Archive for December, 2007

My famous coffee hand

This gruesome close up of my thumb and index finger clutching a demitasse of delicious espresso was a quarter page photo in the Raleigh News and Observer for an article that was published just before my relocation to the Philadelphia area. This is my famous coffee hand, as it is the same hand that makes a brief appearance in the 1996 independent film “The Delicate Art Of The Rifle”. There is quick montage of short clips where the main character remembers some of the events that cause him to go nuts and start shooting people from the top of the university library building. My hand vigorously slams down a cappuccino (sporting a pompadour of mountainous white foam) onto a cafe table while a Grunge Girl scowls at the attached but unseen Barista; me. Any how, this same coffee hand now reappears in this bit about Dan Kehn (HB) and his engineering cronies as they abuse some very expensive equipment.

The coffee geeks started to arrive at around 7 am a the training center that day in Durham to get things set up in anticipation of the news reporter and her photographer. One guy even set up a popcorn popper to demonstrate the home style roasting technique. Once everyone was there they started pulling shots and boasting most egotistically. These guys were worse than shop Baristas when it came to smack down banter.

I came across the newspaper clippings while painting my kitchen this week end. The last couple of weeks before the move were poignantly sweet and sour days for me. I was leaving my adopted home, where my life had been centered since 1979. I was getting ready to embark on this coffee journey that has taken me away from everything familiar. The memory of the newspaper crew and coffee geeks is especially vivid to me now, and the pictures bolster my nostalgia with a particular heft.

Where does flavor come from?

I have often heard the question asked concerning the flavor characteristics of a coffee, “what is more important, the terroir, the variatel, or the process?” The question presupposes the concept that one of the factors is more important. Here we have an experiment by one producer, Aida Battle in El Salvador, that involves coffee all from one farm but processed differently. All Bourbon, grown in the same volcanic soil and in the same climate, these coffees each present a truly unique profile each unto their own. The fourth coffee, Grand Reserve, contains coffees from three of her farms blended together.

four amigos

The Finca Mauritania coffee is typically washed and comes across with stone fruit sweetnes, warm brightness, silk on the palate, and impeccably clean aftertaste. The only washed coffee from F. M. in this group is the Peaberry, and is so savory with a mineral brightness that one professional roaster I cupped it with mistook it for something from Kenya.
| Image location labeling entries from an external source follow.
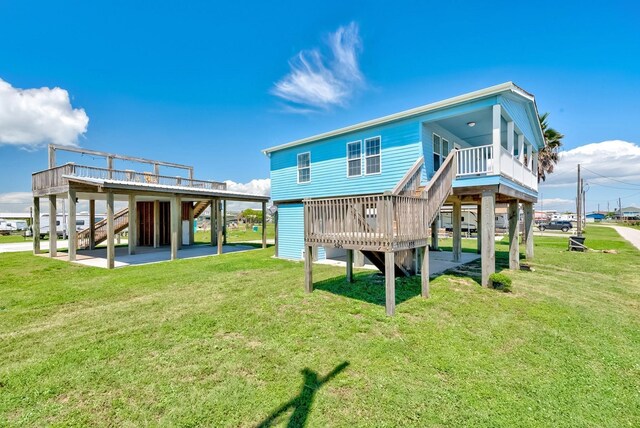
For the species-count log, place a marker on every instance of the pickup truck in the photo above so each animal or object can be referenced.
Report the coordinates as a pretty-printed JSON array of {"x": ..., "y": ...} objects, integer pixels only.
[{"x": 562, "y": 225}]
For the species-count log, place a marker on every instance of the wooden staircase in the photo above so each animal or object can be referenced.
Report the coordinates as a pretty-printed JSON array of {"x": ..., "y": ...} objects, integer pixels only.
[
  {"x": 436, "y": 192},
  {"x": 120, "y": 223},
  {"x": 199, "y": 208}
]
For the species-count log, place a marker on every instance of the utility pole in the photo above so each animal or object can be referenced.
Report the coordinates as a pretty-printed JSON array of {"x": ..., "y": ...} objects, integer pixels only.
[
  {"x": 619, "y": 209},
  {"x": 584, "y": 201},
  {"x": 578, "y": 203}
]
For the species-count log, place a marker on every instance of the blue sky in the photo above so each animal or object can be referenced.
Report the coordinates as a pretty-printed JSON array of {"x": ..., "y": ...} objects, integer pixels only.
[{"x": 196, "y": 83}]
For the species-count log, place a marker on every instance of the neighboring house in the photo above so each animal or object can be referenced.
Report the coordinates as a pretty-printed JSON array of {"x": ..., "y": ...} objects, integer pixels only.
[
  {"x": 628, "y": 213},
  {"x": 497, "y": 134},
  {"x": 595, "y": 217}
]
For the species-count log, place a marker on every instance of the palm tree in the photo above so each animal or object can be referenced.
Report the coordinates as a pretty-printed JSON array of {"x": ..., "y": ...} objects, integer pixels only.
[{"x": 548, "y": 155}]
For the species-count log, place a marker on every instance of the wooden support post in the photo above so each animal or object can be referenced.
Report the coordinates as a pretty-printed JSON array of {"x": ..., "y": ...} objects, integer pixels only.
[
  {"x": 35, "y": 229},
  {"x": 275, "y": 227},
  {"x": 71, "y": 225},
  {"x": 224, "y": 221},
  {"x": 213, "y": 222},
  {"x": 349, "y": 265},
  {"x": 390, "y": 283},
  {"x": 488, "y": 252},
  {"x": 110, "y": 167},
  {"x": 156, "y": 224},
  {"x": 510, "y": 135},
  {"x": 435, "y": 227},
  {"x": 92, "y": 224},
  {"x": 264, "y": 225},
  {"x": 111, "y": 248},
  {"x": 308, "y": 269},
  {"x": 52, "y": 156},
  {"x": 424, "y": 272},
  {"x": 479, "y": 230},
  {"x": 457, "y": 231},
  {"x": 528, "y": 229},
  {"x": 179, "y": 221},
  {"x": 220, "y": 228},
  {"x": 133, "y": 225},
  {"x": 53, "y": 227},
  {"x": 191, "y": 220},
  {"x": 521, "y": 148},
  {"x": 514, "y": 244},
  {"x": 175, "y": 220}
]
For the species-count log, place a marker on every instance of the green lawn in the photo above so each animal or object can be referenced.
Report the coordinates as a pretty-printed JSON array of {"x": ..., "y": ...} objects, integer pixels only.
[{"x": 233, "y": 341}]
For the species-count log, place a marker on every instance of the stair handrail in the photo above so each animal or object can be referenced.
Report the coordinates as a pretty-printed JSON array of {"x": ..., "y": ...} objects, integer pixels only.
[
  {"x": 440, "y": 186},
  {"x": 409, "y": 178}
]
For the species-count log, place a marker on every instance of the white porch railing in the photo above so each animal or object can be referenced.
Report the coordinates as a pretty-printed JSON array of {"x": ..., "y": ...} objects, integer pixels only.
[
  {"x": 478, "y": 161},
  {"x": 475, "y": 160}
]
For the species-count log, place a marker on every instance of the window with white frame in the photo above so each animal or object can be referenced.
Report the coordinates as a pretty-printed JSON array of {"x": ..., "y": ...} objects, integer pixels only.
[
  {"x": 441, "y": 149},
  {"x": 304, "y": 167},
  {"x": 354, "y": 159},
  {"x": 372, "y": 155}
]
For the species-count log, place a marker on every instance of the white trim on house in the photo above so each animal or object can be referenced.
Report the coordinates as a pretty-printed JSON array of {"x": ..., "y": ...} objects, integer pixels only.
[
  {"x": 367, "y": 157},
  {"x": 298, "y": 168},
  {"x": 493, "y": 90},
  {"x": 359, "y": 142}
]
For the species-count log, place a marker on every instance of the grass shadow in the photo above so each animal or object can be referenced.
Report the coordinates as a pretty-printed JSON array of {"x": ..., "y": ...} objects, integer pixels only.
[
  {"x": 370, "y": 287},
  {"x": 300, "y": 405}
]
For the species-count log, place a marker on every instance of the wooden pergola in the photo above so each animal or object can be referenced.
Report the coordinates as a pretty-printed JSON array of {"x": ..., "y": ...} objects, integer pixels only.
[{"x": 157, "y": 204}]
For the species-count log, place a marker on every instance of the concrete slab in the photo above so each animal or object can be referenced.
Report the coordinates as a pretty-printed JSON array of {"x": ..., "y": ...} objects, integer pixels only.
[
  {"x": 147, "y": 255},
  {"x": 439, "y": 261}
]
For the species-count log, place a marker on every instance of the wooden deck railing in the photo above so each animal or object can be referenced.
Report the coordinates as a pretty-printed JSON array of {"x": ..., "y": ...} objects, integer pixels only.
[
  {"x": 383, "y": 222},
  {"x": 440, "y": 186},
  {"x": 51, "y": 178},
  {"x": 481, "y": 160},
  {"x": 55, "y": 177}
]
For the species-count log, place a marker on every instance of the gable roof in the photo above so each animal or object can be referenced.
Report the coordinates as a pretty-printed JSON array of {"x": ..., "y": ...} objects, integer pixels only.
[{"x": 482, "y": 93}]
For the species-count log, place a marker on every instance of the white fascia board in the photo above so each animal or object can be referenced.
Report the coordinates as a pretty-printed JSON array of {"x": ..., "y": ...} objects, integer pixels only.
[{"x": 482, "y": 93}]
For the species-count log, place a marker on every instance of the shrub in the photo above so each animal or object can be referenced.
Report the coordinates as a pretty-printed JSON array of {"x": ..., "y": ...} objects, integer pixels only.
[{"x": 500, "y": 281}]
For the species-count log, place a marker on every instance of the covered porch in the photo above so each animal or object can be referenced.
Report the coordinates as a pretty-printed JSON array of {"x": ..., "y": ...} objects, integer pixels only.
[
  {"x": 146, "y": 255},
  {"x": 160, "y": 210}
]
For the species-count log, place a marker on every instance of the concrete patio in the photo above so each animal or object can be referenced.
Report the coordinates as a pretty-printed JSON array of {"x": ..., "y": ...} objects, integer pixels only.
[{"x": 146, "y": 255}]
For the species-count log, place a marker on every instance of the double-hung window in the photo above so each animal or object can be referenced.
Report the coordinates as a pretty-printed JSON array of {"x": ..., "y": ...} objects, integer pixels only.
[
  {"x": 372, "y": 155},
  {"x": 354, "y": 159},
  {"x": 441, "y": 150},
  {"x": 304, "y": 167}
]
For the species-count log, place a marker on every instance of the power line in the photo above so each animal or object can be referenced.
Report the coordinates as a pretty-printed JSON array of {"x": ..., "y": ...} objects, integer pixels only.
[{"x": 611, "y": 178}]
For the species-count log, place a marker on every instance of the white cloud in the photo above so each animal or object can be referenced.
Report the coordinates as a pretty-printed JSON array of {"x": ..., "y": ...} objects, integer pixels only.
[
  {"x": 16, "y": 202},
  {"x": 610, "y": 170},
  {"x": 317, "y": 82},
  {"x": 33, "y": 117},
  {"x": 258, "y": 186},
  {"x": 616, "y": 159}
]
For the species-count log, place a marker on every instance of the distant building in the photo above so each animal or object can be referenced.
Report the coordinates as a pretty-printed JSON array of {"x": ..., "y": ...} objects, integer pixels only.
[
  {"x": 628, "y": 213},
  {"x": 595, "y": 217}
]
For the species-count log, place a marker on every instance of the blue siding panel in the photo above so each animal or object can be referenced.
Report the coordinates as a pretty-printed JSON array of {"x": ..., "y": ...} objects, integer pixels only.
[
  {"x": 400, "y": 147},
  {"x": 518, "y": 112}
]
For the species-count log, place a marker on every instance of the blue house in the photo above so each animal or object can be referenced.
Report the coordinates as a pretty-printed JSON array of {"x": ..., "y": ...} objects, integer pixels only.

The Pulp Natural, (the mucilage is dried on the seed instead of soaking in a fermentation tank) has muted brightness, deep sugar development, and a cocoa flavor. This coffee has single origin espresso written all over it.

The Pasa, or raisin, coffee is left to dry in the cherry. This is a risky undertaking in humid places. Everyone I cupped it with was certain that they had easily identified a Harrar or Yergicheffe natural. The acidity was a little less pronounced, however, and is the only give away. Deep cherry and blueberry and strawberry were all over this coffee on the cupping table.

The Grand Reserve has peaberries from three of Aida’s farms, each from carefully selected micro lots, to produce a sweet and savory, subtly bright, layered complexity of fruitiness with nuance and cleanliness.

Justin and Jesse

Obviously process plays a huge role, but we must not discount the meticulously cultivated and harvested crop. The heirloom coffee pedigree has a place in the final product as does the perfectly suited ecosystem in which it grows. The expertise of the roasters, (Tim, John, and Kiran) brings it to a point of readiness. Of course, the Barista is the last person to touch it, and they can make it or break it.

I guess that answers the question. None of these factors if the most important. They must all be in harmony with each other to achieve a great cup of coffee.